# Ego One Mini



## Cave Johnson (27/8/15)

Morning Ecigssa,

Friend is looking for one.
Who has stock of the Ego One mini? 

Thanks!


----------



## Frostbite (27/8/15)

We have the Ego One XL 2200mah. It's still pretty small.

Btw - Did they manage to deliver your package ?


----------



## Cave Johnson (27/8/15)

Frostbite said:


> We have the Ego One XL 2200mah. It's still pretty small.
> 
> 
> Btw - Did they manage to deliver your package ?



EDIT: Will tell him, but I think he prefers the smaller ones. 

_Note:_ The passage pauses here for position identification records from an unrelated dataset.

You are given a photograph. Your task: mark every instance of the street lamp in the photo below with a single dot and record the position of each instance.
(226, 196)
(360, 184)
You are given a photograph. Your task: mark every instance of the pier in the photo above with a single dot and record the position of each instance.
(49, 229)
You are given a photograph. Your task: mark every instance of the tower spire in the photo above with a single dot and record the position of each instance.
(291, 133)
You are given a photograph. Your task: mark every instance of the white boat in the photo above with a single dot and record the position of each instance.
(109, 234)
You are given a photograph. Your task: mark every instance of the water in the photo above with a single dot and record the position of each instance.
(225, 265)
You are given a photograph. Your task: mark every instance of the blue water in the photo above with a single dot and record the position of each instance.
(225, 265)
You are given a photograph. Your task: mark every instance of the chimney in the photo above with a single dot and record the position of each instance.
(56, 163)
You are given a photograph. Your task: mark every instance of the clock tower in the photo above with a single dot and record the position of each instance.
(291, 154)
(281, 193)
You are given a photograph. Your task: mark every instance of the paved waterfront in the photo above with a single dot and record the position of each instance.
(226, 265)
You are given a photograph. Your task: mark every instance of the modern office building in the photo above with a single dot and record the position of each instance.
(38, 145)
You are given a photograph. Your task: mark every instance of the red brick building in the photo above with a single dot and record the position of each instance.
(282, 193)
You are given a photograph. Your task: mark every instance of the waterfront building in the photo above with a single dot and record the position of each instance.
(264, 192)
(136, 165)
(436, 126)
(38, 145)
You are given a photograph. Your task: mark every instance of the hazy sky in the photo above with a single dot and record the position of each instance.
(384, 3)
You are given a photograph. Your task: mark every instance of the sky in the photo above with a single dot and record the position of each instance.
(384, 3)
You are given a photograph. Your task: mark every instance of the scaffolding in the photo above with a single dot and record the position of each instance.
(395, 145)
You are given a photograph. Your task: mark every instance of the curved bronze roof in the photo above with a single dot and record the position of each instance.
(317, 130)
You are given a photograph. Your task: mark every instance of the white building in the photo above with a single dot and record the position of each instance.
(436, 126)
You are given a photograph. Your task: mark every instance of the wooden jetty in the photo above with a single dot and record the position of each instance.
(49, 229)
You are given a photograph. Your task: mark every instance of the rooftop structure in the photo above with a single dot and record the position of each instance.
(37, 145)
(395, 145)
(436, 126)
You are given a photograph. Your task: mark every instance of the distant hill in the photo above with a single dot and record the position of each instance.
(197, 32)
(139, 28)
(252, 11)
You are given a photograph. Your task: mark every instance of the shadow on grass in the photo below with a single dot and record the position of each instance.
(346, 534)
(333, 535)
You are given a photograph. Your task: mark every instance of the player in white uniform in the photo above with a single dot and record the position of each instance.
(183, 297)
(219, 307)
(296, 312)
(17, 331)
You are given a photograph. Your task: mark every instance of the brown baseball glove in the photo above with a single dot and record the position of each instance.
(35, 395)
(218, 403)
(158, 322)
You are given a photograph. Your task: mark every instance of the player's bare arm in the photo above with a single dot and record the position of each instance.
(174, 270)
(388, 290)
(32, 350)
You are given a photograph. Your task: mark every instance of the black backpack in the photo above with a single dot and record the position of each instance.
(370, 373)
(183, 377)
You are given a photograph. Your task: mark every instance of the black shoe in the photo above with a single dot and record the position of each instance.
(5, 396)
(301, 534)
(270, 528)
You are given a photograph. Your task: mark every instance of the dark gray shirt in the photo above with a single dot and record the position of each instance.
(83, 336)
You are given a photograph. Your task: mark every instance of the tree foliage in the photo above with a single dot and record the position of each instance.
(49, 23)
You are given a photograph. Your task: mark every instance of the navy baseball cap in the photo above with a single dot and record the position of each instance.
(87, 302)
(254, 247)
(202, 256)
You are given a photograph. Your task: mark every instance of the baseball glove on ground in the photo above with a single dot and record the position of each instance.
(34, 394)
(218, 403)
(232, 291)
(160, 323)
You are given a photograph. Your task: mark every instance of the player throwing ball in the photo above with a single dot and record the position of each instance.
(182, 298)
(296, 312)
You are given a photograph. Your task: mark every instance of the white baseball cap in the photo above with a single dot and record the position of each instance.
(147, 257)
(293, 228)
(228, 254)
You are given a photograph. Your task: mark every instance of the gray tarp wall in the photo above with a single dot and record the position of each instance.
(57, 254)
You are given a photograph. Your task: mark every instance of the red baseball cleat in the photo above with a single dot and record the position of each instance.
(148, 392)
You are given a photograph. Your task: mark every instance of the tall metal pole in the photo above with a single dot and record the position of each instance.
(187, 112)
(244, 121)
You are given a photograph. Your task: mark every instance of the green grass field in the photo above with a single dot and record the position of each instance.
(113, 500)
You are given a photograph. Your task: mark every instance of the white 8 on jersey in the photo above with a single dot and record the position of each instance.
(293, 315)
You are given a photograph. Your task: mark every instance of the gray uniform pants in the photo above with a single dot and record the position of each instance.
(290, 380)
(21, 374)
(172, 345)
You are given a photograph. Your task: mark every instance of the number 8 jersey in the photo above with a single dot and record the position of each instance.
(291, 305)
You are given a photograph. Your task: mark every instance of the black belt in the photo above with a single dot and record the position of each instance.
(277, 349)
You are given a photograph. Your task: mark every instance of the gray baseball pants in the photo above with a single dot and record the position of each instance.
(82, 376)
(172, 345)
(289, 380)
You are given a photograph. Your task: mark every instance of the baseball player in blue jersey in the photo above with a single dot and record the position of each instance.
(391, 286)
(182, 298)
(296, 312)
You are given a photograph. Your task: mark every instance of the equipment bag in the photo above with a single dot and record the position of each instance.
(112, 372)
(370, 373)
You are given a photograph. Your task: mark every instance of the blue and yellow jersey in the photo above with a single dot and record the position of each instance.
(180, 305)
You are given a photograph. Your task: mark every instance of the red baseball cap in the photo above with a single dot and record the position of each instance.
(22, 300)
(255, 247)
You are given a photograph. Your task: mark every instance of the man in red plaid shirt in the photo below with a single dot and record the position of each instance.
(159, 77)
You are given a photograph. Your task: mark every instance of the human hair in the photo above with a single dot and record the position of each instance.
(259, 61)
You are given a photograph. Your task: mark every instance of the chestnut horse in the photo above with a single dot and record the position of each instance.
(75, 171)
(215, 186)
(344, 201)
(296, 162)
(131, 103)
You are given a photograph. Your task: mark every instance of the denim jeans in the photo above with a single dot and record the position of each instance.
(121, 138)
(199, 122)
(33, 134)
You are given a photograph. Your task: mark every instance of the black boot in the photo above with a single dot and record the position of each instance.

Yipp got it early morning yesterday, thanks!

Reactions: Like 1


----------



## RevnLucky7 (27/8/15)

He's probably looking for an Aero...
There's many better products on the market. Convince him to buy something else. Most "real" vape stores won't be able to service his product and if he does go with an "Aero" he's going to be paying double what he should.


----------



## Cave Johnson (27/8/15)

Yipp he was looking at an Aero and I gave him my Ego mini to test out and he likes it.


----------



## vaporize.co.za (3/9/15)

we have Ego-One mini in Black, Stainless and Pink .. Mega, 1100 & 2200 in Black & Stainless

Reactions: Thanks 1


----------